Canstar’s credit card star ratings take into account the Net Flight Reward Return of frequent flyer cards. That is, the dollar value of the rewards while taking into account the annual fee, interest charged and free extras. According to Canstar Research, the average 5-Star Rated frequent flyer credit card with a $12,000 annual spend has a positive Net Reward Return of $158.72. The market average for the same type of card is -$43.55, meaning that many cardholders come out at a loss once fees, interest and extras are factored in. This is based on credit cards rated in Canstar’s October 2019 Frequent Flyer Credit Card Star Ratings.

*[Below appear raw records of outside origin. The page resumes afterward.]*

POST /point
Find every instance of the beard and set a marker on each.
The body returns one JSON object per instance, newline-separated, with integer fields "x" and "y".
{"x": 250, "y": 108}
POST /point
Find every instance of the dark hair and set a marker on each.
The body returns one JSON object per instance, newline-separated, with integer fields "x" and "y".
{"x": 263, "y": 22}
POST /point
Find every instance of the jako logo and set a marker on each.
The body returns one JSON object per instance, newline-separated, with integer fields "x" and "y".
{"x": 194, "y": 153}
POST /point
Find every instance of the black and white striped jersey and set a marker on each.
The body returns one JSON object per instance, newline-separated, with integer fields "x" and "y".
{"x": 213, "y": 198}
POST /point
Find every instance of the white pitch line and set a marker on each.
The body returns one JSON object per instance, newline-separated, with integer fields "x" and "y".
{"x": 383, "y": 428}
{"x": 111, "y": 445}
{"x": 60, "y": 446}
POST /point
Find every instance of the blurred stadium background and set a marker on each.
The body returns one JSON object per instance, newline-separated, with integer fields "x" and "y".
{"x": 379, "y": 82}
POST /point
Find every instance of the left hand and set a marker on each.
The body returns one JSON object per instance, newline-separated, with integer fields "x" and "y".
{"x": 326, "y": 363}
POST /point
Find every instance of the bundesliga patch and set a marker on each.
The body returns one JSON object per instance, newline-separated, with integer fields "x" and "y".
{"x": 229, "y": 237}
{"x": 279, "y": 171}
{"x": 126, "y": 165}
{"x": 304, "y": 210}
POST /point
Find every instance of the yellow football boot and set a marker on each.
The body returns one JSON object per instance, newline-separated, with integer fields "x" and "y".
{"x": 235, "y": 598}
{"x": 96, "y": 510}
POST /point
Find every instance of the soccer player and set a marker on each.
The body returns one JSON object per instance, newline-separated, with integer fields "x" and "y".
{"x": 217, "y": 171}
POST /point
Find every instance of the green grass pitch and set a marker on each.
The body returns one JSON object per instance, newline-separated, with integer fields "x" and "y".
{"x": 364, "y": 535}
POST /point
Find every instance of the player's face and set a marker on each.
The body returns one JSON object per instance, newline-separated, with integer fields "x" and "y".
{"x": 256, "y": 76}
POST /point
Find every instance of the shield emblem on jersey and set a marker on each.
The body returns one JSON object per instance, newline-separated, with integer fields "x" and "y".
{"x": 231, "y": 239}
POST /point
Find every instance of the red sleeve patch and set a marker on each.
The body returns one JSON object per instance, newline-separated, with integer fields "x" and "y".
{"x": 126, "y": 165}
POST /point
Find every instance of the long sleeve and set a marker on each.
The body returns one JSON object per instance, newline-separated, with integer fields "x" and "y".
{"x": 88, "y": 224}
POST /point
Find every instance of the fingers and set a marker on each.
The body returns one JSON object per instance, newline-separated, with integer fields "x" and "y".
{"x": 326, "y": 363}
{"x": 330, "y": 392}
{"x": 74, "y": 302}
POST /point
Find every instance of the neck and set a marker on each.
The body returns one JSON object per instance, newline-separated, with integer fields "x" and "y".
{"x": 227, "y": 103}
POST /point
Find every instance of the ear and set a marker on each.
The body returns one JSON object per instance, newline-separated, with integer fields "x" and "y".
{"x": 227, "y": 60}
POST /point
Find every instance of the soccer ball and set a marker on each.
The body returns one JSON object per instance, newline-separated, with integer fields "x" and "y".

7. Consider other points-earning products
Another way of earning points is to take out financial products that offer frequent flyer points. For example, you can earn Qantas Points on Qantas Insurance products such as health insurance, life insurance and travel insurance. The Qantas Wellbeing App also lets you earn points for everyday activities like going for a run or walking the dog. Qantas has also partnered with home loan providers such as Qudos Bank and Macquarie Bank, so you could earn Qantas Points for paying off your home loan.
You can similarly earn Velocity Points by taking out certain Virgin Money products, such as home insurance, car insurance, superannuation and home loans.

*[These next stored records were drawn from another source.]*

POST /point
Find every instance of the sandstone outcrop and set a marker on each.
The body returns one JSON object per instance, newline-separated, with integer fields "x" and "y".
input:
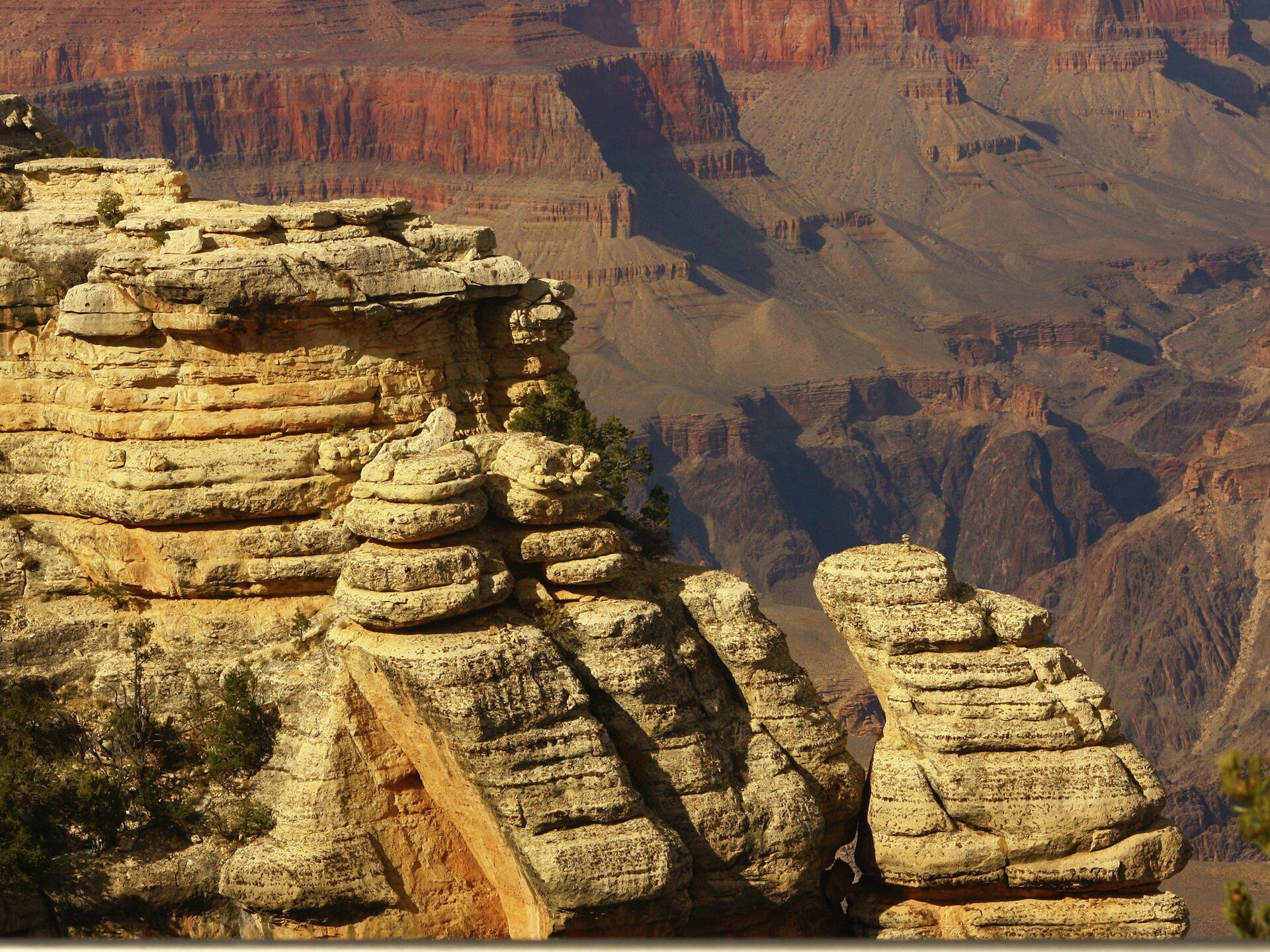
{"x": 1002, "y": 801}
{"x": 276, "y": 432}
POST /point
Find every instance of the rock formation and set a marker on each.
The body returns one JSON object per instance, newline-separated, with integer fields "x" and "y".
{"x": 1002, "y": 800}
{"x": 222, "y": 415}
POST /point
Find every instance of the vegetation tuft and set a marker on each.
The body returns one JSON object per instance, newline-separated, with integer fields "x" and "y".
{"x": 11, "y": 196}
{"x": 66, "y": 787}
{"x": 1246, "y": 781}
{"x": 239, "y": 736}
{"x": 110, "y": 208}
{"x": 559, "y": 413}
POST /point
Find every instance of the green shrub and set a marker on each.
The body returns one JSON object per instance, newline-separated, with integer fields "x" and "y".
{"x": 245, "y": 819}
{"x": 11, "y": 197}
{"x": 110, "y": 208}
{"x": 112, "y": 593}
{"x": 151, "y": 757}
{"x": 99, "y": 808}
{"x": 299, "y": 626}
{"x": 652, "y": 528}
{"x": 239, "y": 739}
{"x": 54, "y": 796}
{"x": 1246, "y": 781}
{"x": 559, "y": 413}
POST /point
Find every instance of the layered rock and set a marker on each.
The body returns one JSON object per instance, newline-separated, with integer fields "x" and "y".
{"x": 202, "y": 365}
{"x": 277, "y": 433}
{"x": 1002, "y": 801}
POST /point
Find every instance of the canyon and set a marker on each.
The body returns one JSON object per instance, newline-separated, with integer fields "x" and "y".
{"x": 282, "y": 442}
{"x": 987, "y": 274}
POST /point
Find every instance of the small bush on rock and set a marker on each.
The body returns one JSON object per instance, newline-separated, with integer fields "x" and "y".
{"x": 110, "y": 208}
{"x": 11, "y": 197}
{"x": 245, "y": 819}
{"x": 239, "y": 738}
{"x": 559, "y": 413}
{"x": 1246, "y": 781}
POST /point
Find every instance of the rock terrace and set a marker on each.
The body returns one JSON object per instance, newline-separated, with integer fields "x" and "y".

Of course, you shouldn’t decide to take out or switch financial products based on earning frequent flyer points alone. It’s more important to consider the price and features of each product and whether it will suit your circumstances and needs. Canstar’s Star Ratings may help you to determine if a product represent good value overall.
8. Spend your points wisely
When it comes time to redeem your hard-earned points, make sure you get the best value out of them. According to point-hacking site Point Hacks, you’ll get the best value out of your Qantas Points if you redeem them for Qantas flights or flights with partner airlines such as Qatar Airways and Japan Airlines. Likewise, Point Hacks says you’ll get the most bang for your buck on Velocity Points by cashing them in for flights with Virgin Australia or one of its partner airlines, such as Singapore Airlines and Etihad.

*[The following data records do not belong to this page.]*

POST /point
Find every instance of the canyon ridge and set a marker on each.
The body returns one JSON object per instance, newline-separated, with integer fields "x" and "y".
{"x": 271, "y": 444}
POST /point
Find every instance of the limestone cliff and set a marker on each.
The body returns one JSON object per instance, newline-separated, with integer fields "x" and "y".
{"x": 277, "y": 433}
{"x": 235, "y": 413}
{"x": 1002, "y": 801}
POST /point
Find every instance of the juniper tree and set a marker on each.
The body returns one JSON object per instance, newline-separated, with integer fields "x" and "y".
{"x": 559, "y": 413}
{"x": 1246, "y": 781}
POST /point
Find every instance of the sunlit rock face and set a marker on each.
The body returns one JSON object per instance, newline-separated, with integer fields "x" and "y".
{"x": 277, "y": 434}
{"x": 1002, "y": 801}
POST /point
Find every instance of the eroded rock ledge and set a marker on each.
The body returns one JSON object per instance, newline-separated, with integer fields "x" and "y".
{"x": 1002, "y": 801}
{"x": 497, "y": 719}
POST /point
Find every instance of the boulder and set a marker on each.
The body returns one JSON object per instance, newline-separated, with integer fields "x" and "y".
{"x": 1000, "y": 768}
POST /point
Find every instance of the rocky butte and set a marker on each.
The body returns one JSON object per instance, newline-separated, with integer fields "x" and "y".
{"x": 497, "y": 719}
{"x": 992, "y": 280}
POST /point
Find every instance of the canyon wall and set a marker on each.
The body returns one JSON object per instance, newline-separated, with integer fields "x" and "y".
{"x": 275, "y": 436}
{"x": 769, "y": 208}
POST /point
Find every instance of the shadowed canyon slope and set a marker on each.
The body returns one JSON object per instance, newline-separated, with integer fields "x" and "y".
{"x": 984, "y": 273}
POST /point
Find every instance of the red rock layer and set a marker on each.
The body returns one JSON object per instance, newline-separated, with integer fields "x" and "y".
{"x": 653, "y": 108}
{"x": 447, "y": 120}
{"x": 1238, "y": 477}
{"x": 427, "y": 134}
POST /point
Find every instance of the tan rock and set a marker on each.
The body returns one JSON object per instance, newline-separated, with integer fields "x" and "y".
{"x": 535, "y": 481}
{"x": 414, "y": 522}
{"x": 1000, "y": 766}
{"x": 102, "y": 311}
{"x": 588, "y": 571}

Even if you manage to pay for your whole flight with points, bear in mind that you’ll still need to fork out for fees such as government taxes, airport fees and other surcharges. For example, Qantas Frequent Flyer and Velocity Frequent Flyer have ‘carrier charges’ that must be paid in addition to taxes and fees.
“When you do decide to book your flight, get in early,” Mr Sale advises. “The good quality reward seat redemptions can fill up quickly.”
Pitfalls to watch out for in a frequent flyer credit card
If you decide to take out a frequent flyer card, it’s important to keep track of your spending and pay your credit card on time to avoid interest or late payment charges. Some other possible drawbacks to watch out for include:
While you’re busy building up those points, don’t forget that they may have an expiration date. Qantas Points currently expire if you don’t earn or spend any points for 18 months, while Velocity Points expire after 24 months of inactivity. Other programs may have ‘hard’ expiry dates, where points will expire after a set period of time regardless of your activity. For example, Cathay Pacific Asia Miles currently expire three years after you’ve earned them (however, this is set to change in January 2020).
Data and other concerns
It’s also important to be aware of the potential concerns associated with frequent flyer programs, such as how they use your personal data. These were recently brought into the spotlight after the ACCC released its final report on customer loyalty schemes.
Among other issues, the ACCC found that customers had limited control over how their personal information and data could be used by loyalty schemes, such as frequent flyer programs. It noted that these schemes could be used to ‘profile’ consumers and their purchasing behaviour and then sold to third parties. The ACCC called on companies offering loyalty schemes to improve their data practices and communication with consumers and to prohibit unfair contract terms and practices.